2 The form plea agreement executed by Petitioner specifies he believed “the plea is in my best interest even though I am innocent of the charge, charges, or violations, or may have defenses to them.” CMS Ex. 5 at 2.
3 Petitioner had only 65 days to seek reconsideration, see CMS Ex. 8 at 2, making his request extremely untimely. However, CMS found good cause to accept his untimely reconsideration request, though it did not specify its reasons for doing so. CMS Ex. 2 at 1.
4 On January 10, 2024, Petitioner’s non-attorney representative sought a 180-day extension of time to file Petitioner’s pre-hearing exchange, citing limited access to his client following an emergent medical event in November 2023. Initially, that request was improvidently granted. On January 12, 2024, I convened a pre-hearing conference with the parties to explain to Petitioner’s representative that the regulations governing this matter required me to issue a decision within 180 days of the hearing request and did not provide means for me to toll that deadline for any reason. See 42 C.F.R. §§ 498.79. I afforded Petitioner as much as time possible, until March 8, 2024, to permit me to issue a timely decision. The rigidity of this regulatory deadline, likely intended to benefit those whose enrollment applications are denied with a speedy appeals process, has, in this instance, prejudiced Petitioner to some degree.

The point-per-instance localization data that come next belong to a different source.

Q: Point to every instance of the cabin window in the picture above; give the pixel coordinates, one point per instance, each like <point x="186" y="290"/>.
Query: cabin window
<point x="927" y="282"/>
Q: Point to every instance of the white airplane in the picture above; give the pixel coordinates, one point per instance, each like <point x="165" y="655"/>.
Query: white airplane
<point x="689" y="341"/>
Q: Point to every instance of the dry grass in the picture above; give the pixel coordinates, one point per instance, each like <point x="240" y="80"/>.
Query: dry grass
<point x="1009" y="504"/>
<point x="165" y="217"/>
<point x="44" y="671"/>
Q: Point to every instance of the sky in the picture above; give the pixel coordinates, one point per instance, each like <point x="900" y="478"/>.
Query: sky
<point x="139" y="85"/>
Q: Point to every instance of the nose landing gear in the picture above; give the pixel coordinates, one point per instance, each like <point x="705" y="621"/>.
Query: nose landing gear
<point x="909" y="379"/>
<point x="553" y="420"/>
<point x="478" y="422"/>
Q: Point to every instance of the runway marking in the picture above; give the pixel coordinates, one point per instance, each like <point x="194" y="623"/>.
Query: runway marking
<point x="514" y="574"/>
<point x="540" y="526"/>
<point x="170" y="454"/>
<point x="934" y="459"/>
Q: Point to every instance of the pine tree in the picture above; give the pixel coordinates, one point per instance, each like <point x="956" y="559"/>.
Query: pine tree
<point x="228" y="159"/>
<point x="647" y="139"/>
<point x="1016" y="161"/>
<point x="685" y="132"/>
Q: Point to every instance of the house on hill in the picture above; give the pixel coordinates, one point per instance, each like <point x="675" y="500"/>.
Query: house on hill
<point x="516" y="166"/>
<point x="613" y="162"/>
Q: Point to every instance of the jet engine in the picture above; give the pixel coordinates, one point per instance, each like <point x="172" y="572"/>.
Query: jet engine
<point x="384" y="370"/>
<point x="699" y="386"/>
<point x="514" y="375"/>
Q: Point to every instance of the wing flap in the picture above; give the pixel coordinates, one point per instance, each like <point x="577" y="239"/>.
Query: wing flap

5 Subsection (a) addresses mandatory exclusions while subsection (b) addresses permissive exclusions. 42 U.S. Code § 1320a–7(a),(b).
6 Hearing Officer Hicks also opined the state court’s imposition of a three-year sentence of probation and a $1,465 fine reinforced the severe nature of Petitioner’s felony offenses. CMS Ex. 2 at 5. As Petitioner correctly observes, a sentence of withheld adjudication, probation, and a minimal fine to resolve felony assault charges does not suggest the state court deemed Petitioner’s offense severe; it in fact suggests the opposite. P. Hearing Req. at 3. But even disregarding this characterization, the remainder of Hearing Officer Hicks’s analysis as to the severity of Petitioner’s offense is supported by the record.
7 By his own reckoning Petitioner acknowledges his conduct to be “grossly irresponsible.” P. Hearing Req. at 4.